You can pass the benchmark program one or more of the following arguments: u32, s32, u64, s64 to compare libdivide's speed against hardware division. benchmark tests a simple function that inputs an array of random numerators and a single divisor, and returns the sum of their quotients. It tests this using both hardware division, and the various division approaches supported by libdivide, including vector division.
It will output data like this:
# system scalar scl_bf vector vec_bf gener algo 1 9.684 0.792 0.783 0.426 0.426 1.346 0 2 9.078 0.781 1.609 0.426 1.529 1.346 0 3 9.078 1.355 1.609 1.334 1.531 29.045 1 4 9.076 0.787 1.609 0.426 1.529 1.346 0 5 9.074 1.349 1.609 1.334 1.531 29.045 1 6 9.078 1.349 1.609 1.334 1.531 29.045 1 ...
It will keep going as long as you let it, so it's best to stop it when you are happy with the denominators tested. These columns have the following significance. All times are in nanoseconds, lower is better.
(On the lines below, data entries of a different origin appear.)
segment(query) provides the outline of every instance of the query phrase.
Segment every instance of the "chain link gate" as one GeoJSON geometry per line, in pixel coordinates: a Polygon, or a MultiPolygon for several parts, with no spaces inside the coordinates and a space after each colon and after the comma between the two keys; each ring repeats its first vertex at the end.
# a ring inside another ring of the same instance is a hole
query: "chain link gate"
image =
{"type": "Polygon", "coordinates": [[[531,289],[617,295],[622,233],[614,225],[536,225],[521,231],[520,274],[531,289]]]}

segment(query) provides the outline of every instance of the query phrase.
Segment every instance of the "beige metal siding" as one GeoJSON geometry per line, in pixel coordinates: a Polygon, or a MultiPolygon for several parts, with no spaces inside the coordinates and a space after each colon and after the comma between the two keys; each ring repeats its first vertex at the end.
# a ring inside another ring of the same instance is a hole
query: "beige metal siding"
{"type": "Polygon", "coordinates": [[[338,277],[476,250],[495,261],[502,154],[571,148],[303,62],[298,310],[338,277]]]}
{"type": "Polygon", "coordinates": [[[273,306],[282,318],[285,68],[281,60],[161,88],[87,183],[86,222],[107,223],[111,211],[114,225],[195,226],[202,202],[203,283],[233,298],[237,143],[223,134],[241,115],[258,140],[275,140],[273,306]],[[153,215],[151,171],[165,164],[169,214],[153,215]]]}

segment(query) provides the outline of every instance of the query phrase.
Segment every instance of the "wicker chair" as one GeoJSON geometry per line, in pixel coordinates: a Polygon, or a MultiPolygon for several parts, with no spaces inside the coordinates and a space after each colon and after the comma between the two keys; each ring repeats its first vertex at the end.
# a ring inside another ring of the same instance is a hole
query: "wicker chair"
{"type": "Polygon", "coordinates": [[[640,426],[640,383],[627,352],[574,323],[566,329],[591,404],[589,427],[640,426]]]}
#: The divisor that is tested system: Hardware divide time scalar: libdivide time, using scalar division scl_bf: libdivide time, using scalar branchfree division vector: libdivide time, using vector division vec_bf: libdivide time, using vector branchfree division gener: Time taken to generate the divider struct algo: The algorithm used.
The benchmark program will also verify that each function returns the same value, so benchmark is valuable for its verification as well.
We currently do not have automated testing! Hence, before sending in patches, it would be nice if you compiled your new code at high warning levels using at least MSVC and GCC (or Clang). Also run the tester program to verify correctness and the benchmark programs to ensure you have not introduced any performance regressions.